技术领域
本发明涉及生物计算领域,尤其涉及一种基于Nicking酶的分子锁构造方法。
背景技术
近年来,DNA纳米技术取得了飞速的发展,尤其是DNA分子与核酶、限制性核酸内切酶、金属离子等材料的结合,使得DNA分子广泛的用于构建各种纳米设备。其中,Nicking酶作为一种限制性核酸内切酶,能够对DNA双链进行特异性识别,并对相应的位置进行切刻,从而促进或者抑制反应的进行。利用该特性,Nicking酶成为了构建DNA分子设备的有力工具。随着人们对于信息安全的关注度越来越高,如何在分子水平上实现信息保护已经成为当前的焦点。分子锁作为一种智能的分子传感器,对于分子水平上的信息的保护展现了巨大的潜力。
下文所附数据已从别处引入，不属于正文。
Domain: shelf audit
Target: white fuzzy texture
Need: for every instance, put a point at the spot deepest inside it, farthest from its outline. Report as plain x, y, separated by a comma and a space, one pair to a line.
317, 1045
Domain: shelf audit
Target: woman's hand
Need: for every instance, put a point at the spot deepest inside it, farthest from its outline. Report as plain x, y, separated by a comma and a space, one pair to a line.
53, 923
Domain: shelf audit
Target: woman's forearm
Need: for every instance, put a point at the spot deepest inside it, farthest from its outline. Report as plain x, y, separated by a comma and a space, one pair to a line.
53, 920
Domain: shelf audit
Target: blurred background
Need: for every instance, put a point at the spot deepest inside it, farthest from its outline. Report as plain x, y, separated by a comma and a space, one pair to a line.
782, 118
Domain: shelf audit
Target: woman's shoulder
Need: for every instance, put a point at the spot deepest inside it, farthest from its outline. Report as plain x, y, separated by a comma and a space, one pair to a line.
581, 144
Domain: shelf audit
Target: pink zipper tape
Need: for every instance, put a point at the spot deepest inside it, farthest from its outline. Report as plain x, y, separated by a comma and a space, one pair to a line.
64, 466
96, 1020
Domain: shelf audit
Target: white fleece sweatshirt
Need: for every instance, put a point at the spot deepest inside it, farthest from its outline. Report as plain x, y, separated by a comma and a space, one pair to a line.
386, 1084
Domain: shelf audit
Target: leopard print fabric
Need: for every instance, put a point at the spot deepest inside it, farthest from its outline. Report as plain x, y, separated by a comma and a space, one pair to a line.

然而当前大多数的分子锁装置虽然实现了基本的分子锁功能,但是缺乏自身的保护机制。当侵入者非法闯入时,进行穷举式密码破解,在一定的时间内可以破解系统,获取保护的信息。从而使得分子锁的安全性大大降低。
发明内容
根据现有技术存在的问题,本发明公开了一种基于Nicking酶的分子锁构造方法,具体包括如下步骤:
根据Nicking酶的切刻特性原理通过DNA链置换技术构造逻辑计算模块;
设计Nicking酶识别域的位置、从而构成两个Nicking酶的抑制作用并构造抑制模块;
根据Nicking酶的切刻特性和抑制模块构造DNA分子锁。
进一步的,通过Nicking酶的切刻特性构建逻辑计算模块,将Nicking酶作为计算模块的输入从而实现逻辑计算模块的执行。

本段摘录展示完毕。